More on Prematurity
| Peter Klein |
We noted before some work on prematurity, the phenomenon in which scientific discoveries are initially resisted because they lie too far outside the mainstream consensus.
Here is a paper — appropriately enough, not yet published — listing discoveries resisted, and scientific papers rejected, even though their authors would go on to win Nobel prizes for these same discoveries. (HT: Bayesian Heresy.) All the examples are from the hard sciences, but I was reminded of Joshua Gans and George Shepherd’s “How Are the Mighty Fallen: Rejected Classic Articles by Leading Economists” (Journal of Economic Perspectives, Winter, 1994). Akerlof’s “Market for Lemons” was rejected by three journals before the QJE agreed to publish it in 1970. Robert Lucas’s “Expecations and the Neutrality of Money” (1972) was dismissed by the AER as too technical.
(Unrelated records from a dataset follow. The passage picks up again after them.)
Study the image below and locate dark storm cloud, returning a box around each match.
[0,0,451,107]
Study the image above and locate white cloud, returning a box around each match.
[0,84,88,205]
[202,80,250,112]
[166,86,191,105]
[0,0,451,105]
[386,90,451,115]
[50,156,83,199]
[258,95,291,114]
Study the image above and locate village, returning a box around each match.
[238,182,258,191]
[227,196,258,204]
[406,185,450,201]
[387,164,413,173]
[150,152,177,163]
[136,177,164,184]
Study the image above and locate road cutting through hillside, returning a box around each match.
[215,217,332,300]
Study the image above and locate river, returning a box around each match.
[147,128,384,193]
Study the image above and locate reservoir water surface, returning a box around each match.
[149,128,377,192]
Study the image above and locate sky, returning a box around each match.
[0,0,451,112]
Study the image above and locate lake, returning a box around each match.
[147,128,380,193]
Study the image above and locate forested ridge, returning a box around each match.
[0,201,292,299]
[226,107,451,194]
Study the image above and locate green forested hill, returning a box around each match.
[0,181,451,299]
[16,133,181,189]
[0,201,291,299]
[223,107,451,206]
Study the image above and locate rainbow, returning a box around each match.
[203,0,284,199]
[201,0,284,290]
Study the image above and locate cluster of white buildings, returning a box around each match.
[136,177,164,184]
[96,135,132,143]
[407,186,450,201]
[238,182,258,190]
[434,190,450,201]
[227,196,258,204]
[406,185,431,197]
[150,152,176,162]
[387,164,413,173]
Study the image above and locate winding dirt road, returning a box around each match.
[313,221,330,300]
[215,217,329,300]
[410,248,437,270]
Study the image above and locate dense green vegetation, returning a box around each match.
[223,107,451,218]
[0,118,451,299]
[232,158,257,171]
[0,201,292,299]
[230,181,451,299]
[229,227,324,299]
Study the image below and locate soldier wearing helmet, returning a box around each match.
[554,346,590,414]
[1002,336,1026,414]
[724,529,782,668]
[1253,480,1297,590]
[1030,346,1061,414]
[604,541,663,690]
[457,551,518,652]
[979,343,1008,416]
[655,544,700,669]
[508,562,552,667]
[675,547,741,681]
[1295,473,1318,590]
William Sharpe’s 1964 paper introducing the CAPM model was rejected by the Journal of Finance because of its “preposterous” assumption that investors share common beliefs (a new set of editors subsequently accepted a revised version). There are many other examples.
These stories are interesting, but I’m not sure they tell us much about the journal publication process, or scientific discovery, more generally. After all, there are surely many more examples of Type II error than these examples of Type I error — pick up the current issue of your favorite academic journal if you don’t believe me! Would a different system of peer review, or an alternative sociology of science, produce a better overall result?